Understanding Corrosion in Water Pipelines: A Guide for Pipeline Designers


Supercritical Carbon Dioxide

Last updated: June 22, 2018

What Does Supercritical Carbon Dioxide Mean?

Supercritical carbon dioxide (CO2) is a fluid state of CO2 where it is heated and held at or above its critical temperature and pressure. In this supercritical phase, CO2 exhibits properties and behaviors between that of a liquid and a gas. In particular, supercritical CO2 possesses liquid-like densities with gas-like diffusivity, surface tension and viscosity.

When CO2 exceeds temperatures of 87.9°F (31.1°C) and is subjected to pressures above 1071 psi (7.39 MPa), it enters the supercritical phase.

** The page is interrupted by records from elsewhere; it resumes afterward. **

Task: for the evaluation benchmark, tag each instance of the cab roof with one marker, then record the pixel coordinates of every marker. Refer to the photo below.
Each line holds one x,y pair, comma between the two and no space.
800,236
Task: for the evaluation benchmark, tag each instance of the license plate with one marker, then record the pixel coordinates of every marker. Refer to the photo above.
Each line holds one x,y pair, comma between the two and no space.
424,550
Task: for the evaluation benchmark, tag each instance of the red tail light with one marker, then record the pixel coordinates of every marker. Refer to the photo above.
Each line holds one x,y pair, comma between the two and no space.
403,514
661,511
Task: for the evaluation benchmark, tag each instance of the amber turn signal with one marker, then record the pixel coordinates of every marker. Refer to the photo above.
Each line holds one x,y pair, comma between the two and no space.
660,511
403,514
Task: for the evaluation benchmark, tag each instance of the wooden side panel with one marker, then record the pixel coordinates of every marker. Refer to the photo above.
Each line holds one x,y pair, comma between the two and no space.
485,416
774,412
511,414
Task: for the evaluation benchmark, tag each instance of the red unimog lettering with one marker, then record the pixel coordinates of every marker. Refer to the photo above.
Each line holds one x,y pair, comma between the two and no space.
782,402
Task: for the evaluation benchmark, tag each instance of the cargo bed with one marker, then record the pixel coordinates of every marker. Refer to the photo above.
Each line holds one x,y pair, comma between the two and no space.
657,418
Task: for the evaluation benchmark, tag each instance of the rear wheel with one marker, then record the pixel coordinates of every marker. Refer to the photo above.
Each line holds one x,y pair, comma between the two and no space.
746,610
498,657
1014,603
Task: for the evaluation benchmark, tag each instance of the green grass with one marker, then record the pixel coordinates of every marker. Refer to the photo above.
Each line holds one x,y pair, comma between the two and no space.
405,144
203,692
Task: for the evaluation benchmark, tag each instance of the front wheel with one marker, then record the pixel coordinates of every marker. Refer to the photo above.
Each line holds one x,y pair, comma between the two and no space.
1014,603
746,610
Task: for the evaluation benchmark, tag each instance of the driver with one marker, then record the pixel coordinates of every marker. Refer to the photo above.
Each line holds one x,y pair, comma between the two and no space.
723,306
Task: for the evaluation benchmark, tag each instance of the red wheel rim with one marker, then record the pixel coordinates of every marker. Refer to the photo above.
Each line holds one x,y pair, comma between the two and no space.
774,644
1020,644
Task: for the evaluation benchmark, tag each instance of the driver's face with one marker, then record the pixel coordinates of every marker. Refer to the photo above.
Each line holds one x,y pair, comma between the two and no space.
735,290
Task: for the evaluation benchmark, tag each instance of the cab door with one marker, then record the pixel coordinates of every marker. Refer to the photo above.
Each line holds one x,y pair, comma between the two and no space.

This phase of CO2 is commonly used as a solvent in chemical extraction processes due to its high solubility, low toxicity and minimal net effect on the environment.


Corrosionpedia Explains Supercritical Carbon Dioxide

Supercritical CO2 is commonly used in the oil and gas industry for gas injections during enhanced oil recovery (EOR) techniques. Oil can typically remain in the reservoir during water flooding due to a lack of contact between the water and the oil. Supercritical CO2, although low in viscosity, is highly miscible with oil and is used to sweep the reservoir for oil deposits not extracted by water flooding.

CO2 gas injection techniques can have corrosive side effects. When supercritical CO2 reacts with water, carbonic acid (H2CO3) is formed. Carbonic acid lowers the pH in the reserve and creates an environment that is corrosive to metal equipment.